Metadata, But With Restraint
The metadata layer is one of the project’s strongest details because it is useful without being careless.
The server-side fetcher blocks unsafe internal targets, rejects private-network addresses, uses timeouts, and then attempts to extract values in a sensible order: og:title, document title, explicit favicon links, and finally /favicon.ico as a fallback.
This does two things at once. It improves the user experience, because recognizable bookmarks are easier to scan. And it keeps the implementation disciplined, because arbitrary URL fetching needs guardrails if it is going to be part of a real product.
Onboarding Without Dead Ends
Authentication is handled with Better Auth, but the more interesting part is how the app uses it to make the workspace feel ready immediately.
The project supports email and password, password reset, optional Google OAuth, and account linking. But the nicest detail happens after login: if a user does not yet have a group, the app creates a default one automatically.
That small decision removes the empty-state awkwardness that many tools have on first launch. The user signs in and already has a place to start.

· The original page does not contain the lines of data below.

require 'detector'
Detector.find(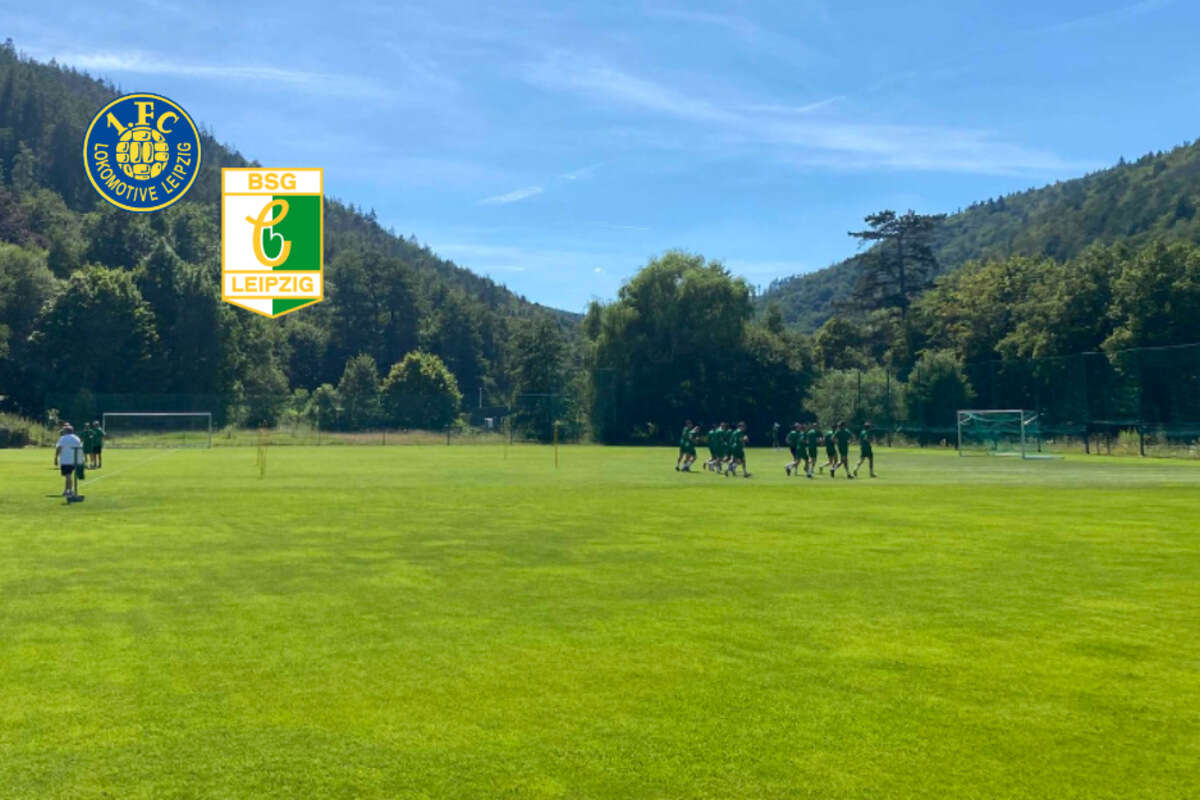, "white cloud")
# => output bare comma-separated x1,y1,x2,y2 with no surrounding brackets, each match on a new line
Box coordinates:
526,54,734,122
479,186,546,205
1042,0,1175,34
58,50,389,97
527,54,1099,175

Fast Because the Client Is Allowed to Feel Direct
The dashboard relies on TanStack Query and optimistic mutations to keep the UI immediate.
New bookmarks appear before the roundtrip finishes. Reordering feels local instead of remote. Updates can roll back when necessary, but most of the time the interface behaves as if the product is already in sync with the user’s intent.
This is where the project gains a lot of its polish. The point is not to make the frontend look advanced. The point is to make the act of organizing feel direct.
There is also more local state than first appears: active group, search query, selection, hover, rename state, and view mode all combine into a dashboard that behaves more like an application than a static page.
Structure as a First-Class Feature
A lot of bookmarking apps technically support organization, but the organization layer feels added on after the fact.
Here, groups and tags are central to the product model. Groups can be created, renamed, recolored, deleted, and reordered. Bookmarks can be moved, pinned, refreshed, tagged, and sorted. Even the delete interaction for groups has its own deliberate press-and-hold treatment.
That matters because it supports two very different user behaviors at once: quick capture now, careful curation later.
The Stack Fits the Product
The technical choices are modern, but more importantly, they are well matched to the product:
- Next.js App Router for UI and server rendering
- Prisma + PostgreSQL for persistence
- Better Auth for authentication
- ORPC for typed procedures
- TanStack Query for optimistic client updates
- dnd-kit for drag-and-drop organization
The backend shape is also clean. Instead of a vague collection of endpoints, operations are organized around the actual verbs of the app: create, update, reorder, move, refresh, delete.
Why It Feels Worth Continuing
Bookmarks already stands on its own, but it also leaves room for a larger future.
Because the foundations are solid, the product could naturally grow into richer note-taking, browser extension capture, archive and reading modes, smarter collections, or even semantic retrieval later on. None of that feels forced, because the current data model already supports a lot more depth than the UI initially suggests.

Closing Thoughts
Bookmarks is interesting to me because it takes a modest idea seriously.
It is still a bookmark manager. But it is one that cares about the quality of capture, the clarity of retrieval, the shape of organization, and the feeling of the interface in between. That combination is what lifts it above being just another place to dump links.
If I had to summarize it in one sentence, it would be this:
Bookmarks is a calm, metadata-rich bookmarking tool designed to make saving, organizing, and revisiting the web feel fast and intentional.
That is the version of the idea I wanted from the start.